Spreadsheet input consists of only 4 pieces of data: the date, the water level in decimal feet measured at the dam, weir status (height of stop logs installed in the weir in decimal feet), gate status (gate opening in decimal feet). There are also columns for the initials of the operator, and for notes. Currently anyone with the link to the spreadsheet can view it. Here’s a chart generated in real time from the recorded data showing flow statistics:
The spreadsheet is a work in progress and data validation is still taking place. For example, it appears to be working fine now with data being recorded daily. How good will the output be if we only record data weekly? Bi-weekly? Has all the necessary data validation been done? Are all formulas checked for possible error conditions? Is the data in the form and order in which it is most useful? This spreadsheet is after all supposed to be a tool to help us manage the dam effectively. It’s supposed to make that job easier, not harder. It may take a little while to get everything just right.

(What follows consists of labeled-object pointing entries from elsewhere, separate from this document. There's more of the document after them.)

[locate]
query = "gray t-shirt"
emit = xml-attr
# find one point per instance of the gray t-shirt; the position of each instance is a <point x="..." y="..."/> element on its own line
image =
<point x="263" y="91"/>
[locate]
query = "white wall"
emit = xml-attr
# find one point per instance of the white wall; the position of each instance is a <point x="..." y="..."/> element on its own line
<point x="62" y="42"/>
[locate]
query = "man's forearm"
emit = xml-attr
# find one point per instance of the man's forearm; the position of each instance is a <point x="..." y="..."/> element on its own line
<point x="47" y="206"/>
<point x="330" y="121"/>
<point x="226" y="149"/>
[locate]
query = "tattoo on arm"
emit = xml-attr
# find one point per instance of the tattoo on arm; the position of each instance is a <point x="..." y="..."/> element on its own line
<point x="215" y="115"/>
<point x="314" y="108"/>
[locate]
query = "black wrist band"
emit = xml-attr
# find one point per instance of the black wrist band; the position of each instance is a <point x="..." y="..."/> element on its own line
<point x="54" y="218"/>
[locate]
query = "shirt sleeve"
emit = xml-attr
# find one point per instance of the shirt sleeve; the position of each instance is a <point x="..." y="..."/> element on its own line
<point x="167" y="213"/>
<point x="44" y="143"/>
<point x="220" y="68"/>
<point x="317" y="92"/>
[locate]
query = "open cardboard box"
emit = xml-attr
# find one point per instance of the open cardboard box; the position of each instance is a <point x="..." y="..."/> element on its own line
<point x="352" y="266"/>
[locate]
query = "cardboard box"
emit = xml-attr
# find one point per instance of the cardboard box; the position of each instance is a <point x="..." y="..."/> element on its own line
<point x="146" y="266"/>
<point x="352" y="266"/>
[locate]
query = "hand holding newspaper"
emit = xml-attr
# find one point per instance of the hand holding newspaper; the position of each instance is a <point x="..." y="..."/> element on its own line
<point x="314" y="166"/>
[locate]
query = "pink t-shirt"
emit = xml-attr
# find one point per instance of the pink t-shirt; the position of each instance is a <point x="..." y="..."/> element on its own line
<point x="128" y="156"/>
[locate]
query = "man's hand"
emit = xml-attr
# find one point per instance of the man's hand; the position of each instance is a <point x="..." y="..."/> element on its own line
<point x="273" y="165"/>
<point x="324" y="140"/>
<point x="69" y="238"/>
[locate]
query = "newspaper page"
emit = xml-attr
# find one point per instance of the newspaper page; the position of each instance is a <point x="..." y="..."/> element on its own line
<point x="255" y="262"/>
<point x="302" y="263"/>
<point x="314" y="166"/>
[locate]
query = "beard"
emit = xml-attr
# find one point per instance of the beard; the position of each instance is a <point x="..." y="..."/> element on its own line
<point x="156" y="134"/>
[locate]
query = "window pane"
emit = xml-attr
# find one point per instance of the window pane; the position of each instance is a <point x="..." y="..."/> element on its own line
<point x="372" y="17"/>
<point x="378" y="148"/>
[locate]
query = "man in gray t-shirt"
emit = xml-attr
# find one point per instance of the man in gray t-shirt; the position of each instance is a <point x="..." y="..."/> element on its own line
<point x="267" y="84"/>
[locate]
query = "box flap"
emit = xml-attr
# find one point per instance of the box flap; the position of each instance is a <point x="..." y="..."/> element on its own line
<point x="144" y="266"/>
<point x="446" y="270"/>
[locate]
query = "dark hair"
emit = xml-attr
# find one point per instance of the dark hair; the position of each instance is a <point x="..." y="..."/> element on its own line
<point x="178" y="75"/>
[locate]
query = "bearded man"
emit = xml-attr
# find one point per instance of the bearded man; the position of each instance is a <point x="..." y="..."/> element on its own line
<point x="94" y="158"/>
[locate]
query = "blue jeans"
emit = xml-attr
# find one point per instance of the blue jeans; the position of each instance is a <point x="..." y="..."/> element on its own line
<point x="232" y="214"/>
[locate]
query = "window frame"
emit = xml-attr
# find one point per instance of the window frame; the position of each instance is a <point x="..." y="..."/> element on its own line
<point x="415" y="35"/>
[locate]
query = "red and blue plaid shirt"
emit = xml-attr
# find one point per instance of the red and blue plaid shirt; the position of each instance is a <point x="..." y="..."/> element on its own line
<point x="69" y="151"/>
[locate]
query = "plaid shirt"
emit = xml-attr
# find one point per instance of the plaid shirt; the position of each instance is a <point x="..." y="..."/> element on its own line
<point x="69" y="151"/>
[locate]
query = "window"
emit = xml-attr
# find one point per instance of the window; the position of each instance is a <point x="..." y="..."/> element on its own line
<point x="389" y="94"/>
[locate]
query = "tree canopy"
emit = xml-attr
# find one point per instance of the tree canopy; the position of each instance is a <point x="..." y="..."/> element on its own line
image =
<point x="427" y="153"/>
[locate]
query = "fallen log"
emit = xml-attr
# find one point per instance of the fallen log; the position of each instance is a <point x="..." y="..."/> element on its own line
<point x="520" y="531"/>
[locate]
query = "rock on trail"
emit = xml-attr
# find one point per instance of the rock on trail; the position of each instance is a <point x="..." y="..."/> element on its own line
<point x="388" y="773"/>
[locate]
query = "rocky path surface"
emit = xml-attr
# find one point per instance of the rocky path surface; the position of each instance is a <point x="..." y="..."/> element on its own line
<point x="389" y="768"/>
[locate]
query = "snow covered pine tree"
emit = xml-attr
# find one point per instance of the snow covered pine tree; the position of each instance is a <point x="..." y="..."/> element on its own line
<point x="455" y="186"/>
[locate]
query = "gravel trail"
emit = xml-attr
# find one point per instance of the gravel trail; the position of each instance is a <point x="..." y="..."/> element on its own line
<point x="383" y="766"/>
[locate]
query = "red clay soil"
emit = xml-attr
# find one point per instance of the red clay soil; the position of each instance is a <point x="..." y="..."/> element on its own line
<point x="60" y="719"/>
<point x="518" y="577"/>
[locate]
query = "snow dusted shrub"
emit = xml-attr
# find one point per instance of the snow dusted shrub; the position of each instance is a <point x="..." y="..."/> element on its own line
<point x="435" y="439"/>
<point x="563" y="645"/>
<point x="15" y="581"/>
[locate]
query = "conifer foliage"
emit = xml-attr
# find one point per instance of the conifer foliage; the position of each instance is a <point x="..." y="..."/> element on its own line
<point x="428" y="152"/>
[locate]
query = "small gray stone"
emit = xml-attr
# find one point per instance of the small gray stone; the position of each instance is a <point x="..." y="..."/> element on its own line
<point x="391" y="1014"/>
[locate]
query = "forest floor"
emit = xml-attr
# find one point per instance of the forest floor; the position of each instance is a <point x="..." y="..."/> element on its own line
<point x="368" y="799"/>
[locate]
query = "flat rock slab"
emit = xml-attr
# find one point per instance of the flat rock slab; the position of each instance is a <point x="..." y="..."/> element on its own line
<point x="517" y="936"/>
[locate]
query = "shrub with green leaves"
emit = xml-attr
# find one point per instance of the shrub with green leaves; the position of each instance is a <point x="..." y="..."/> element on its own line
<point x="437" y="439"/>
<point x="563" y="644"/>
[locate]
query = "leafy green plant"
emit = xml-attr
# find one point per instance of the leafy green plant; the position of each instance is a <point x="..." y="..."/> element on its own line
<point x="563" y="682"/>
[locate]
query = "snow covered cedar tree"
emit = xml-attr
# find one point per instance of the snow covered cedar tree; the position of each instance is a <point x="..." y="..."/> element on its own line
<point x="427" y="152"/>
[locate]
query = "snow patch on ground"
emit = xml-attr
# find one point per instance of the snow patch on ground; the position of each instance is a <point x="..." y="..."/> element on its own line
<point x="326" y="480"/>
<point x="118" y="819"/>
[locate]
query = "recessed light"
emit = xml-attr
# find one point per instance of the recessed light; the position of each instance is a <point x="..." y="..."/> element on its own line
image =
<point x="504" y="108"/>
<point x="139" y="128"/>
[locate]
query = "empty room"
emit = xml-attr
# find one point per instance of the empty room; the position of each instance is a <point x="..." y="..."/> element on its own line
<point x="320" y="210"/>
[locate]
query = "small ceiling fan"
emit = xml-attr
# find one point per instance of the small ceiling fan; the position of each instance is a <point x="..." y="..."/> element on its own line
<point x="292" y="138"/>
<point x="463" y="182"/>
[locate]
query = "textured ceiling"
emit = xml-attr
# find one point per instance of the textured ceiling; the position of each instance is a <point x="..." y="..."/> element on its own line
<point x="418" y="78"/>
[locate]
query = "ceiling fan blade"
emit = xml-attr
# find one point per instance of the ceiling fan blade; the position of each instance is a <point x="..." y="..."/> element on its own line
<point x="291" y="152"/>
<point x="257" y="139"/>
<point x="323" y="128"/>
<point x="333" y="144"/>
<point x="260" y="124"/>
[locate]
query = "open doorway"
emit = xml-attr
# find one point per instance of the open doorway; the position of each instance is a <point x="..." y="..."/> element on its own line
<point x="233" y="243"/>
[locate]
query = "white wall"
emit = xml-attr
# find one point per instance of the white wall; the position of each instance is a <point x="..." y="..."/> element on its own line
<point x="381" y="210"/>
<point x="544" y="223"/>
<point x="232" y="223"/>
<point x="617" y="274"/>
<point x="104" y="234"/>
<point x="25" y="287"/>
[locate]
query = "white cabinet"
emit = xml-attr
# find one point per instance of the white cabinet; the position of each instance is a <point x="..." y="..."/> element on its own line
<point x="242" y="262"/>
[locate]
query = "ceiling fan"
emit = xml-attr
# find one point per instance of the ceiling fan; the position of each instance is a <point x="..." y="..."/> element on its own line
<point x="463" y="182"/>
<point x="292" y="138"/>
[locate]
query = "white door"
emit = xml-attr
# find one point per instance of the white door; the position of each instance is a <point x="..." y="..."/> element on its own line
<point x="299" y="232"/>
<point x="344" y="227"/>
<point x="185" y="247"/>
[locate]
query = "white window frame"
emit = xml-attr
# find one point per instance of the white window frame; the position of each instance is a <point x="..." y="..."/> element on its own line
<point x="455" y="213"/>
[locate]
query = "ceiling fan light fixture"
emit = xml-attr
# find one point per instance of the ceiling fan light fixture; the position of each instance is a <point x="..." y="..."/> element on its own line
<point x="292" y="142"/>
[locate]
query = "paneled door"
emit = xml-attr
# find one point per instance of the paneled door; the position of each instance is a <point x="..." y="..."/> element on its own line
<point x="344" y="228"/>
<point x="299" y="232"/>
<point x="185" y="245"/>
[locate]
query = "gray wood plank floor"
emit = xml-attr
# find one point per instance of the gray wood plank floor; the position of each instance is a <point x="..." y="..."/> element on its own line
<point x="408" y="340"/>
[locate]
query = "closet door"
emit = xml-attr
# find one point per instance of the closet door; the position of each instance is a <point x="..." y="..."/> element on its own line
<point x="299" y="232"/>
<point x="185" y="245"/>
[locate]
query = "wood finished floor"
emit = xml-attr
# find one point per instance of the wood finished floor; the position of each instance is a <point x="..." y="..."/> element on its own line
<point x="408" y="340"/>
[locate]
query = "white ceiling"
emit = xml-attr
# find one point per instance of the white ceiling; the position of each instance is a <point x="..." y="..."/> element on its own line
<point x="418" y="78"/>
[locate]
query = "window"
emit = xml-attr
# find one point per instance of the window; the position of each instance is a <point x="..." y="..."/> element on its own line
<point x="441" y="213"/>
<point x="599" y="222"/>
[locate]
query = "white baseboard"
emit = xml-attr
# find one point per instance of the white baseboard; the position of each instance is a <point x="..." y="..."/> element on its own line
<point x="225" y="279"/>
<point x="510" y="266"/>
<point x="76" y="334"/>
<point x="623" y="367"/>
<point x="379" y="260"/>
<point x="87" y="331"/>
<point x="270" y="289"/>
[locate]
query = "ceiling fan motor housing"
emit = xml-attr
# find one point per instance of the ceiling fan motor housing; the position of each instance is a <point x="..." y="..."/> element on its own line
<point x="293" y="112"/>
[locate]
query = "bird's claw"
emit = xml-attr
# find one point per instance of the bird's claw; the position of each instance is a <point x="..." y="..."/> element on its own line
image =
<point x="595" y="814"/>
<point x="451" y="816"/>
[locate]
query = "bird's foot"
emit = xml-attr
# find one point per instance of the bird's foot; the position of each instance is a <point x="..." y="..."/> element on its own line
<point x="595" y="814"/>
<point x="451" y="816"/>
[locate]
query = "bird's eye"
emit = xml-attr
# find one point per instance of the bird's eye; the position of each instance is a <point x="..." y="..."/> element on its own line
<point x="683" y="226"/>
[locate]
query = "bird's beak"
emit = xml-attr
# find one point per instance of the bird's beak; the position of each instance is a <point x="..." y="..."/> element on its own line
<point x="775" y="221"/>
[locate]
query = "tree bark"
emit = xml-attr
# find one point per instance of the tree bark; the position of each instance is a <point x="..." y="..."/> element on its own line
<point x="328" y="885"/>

You’ll find additional information in individual notes attached to each column heading in the spreadsheet (hopefully) explaining what each column represents and on the DATA sheet I’ll be experimenting with various graphs and other ways of data visualization.
Clary Lake Gate Flow Calculations
The Dam Operation Log shows us how much water IS leaving the lake and how much water SHOULD be leaving the lake to maintain the required downstream aquatic base flows. The missing piece then is the correct gate opening to release the right amount of water to make up the difference. To figure that out, we use another spreadsheet to calculate the discharge under a sluice (which is really what our 34″ diameter gate really is). The schematic at left gives you the general idea of what’s happening. The spreadsheet allows you to vary Y1 (the head) and the gate opening (Y2) and spits out a table of flows in cfs:
It turns out the gate is NOT a full unobstructed 34″ diameter pipe; the bottom 13.5 inches of the pipe is blocked with a steel plate which reduces the effective area of the pipe and hence the amount of water it can pass. For gate openings up to about 12″ (40 cfs) the spreadsheet calculates sufficiently accurate flow figures which is more than enough to handle the largest minimum flow value. Fully open and with a full lake the gate will pass about 55 cfs.